When my friend popped Power Drive into the cartridge slot I have to admit that it was nothing like what I expected. Putting it simply Power Drive is an arcade racing game based around rally driving. There is not a great deal of opening presentation to the game, you pick your car from an initial choice of two and then you start your career.

The graphics are isometric, you can see the whole of your car almost as if its a remote control car that you’re looking down at. This might seem to be a little basic at first but with the tricks under the game’s bonnet such as full sprite rotation and super smooth screen scrolling in every direction you soon realise that what looks on paper like average graphics actually look a hell of a lot better when moving. There are a few tiny issues with screen flicker but this mostly happens when the arrows that warn you of upcoming turns appear over the top of other objects. It’s only a momentary issue and you can still tell what direction the arrow is pointing so it doesnt really affect your game. There are night levels, and the following might sound like a strange thing to praise but the car’s headlights are handled brilliantly. Both of the headlight beams are animated separately, which just looks brilliant. The two lights overlap each other and it’s just a brilliant little touch which I can’t help but mention. That’s enough about the cars and their headlights, it’s time to talk about the backgrounds. They at first seem a little bit basic. The tracks and the scenery both look a little plain at first but they are full of subtle little details which take into account the characteristics of the country you are in.

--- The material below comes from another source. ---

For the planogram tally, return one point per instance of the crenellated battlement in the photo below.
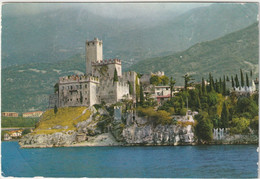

The music is typical early nineties game music. I can’t claim it’s amazing but then again it’s not bad. Basicaly it does its job which is to be moderately exciting and to muffle the engine noises, etc so that they dont became a pain in the butt. You can turn the music off if you would prefer to hear your engine or if you’re going to play your own music while you play.

The game has three types of stages, they are individual time trials, head-to-head races against the computer, and skill tests. There are eight rounds of gameplay, set across a range of countries. As you race you get prize money for winning races but it is important to note that the cost of repairing your car is very realistic compared to other games, meaning if you have repeatedly ping-ponged your car off of the walls then 90% of your prize money is going to be spent on knocking your car into shape. You can race with a knackered car, but it becomes harder and harder to control and slower so it’s not really recommended.

At first this game will seem hard because it doesn’t control like a lot of other SNES racers, or at least not many of the wildly popular ones. If you have played either RPM Racing or Rock n’ Roll Racing then Power Drive would be down your alley. Once you get used to the controls though it becomes a challanging but fun driving game. I would give this game eight out of 10. I really enjoy it still today and can easily throw it on for a quick hour again and again. This game can be got for around £10 to £15. If you want to try it I would keep my eye on the various sites and try to grab a copy as close to the £10 mark as possible. The game is not wildly talked about and doesn’t seem to have any particularly big cult following.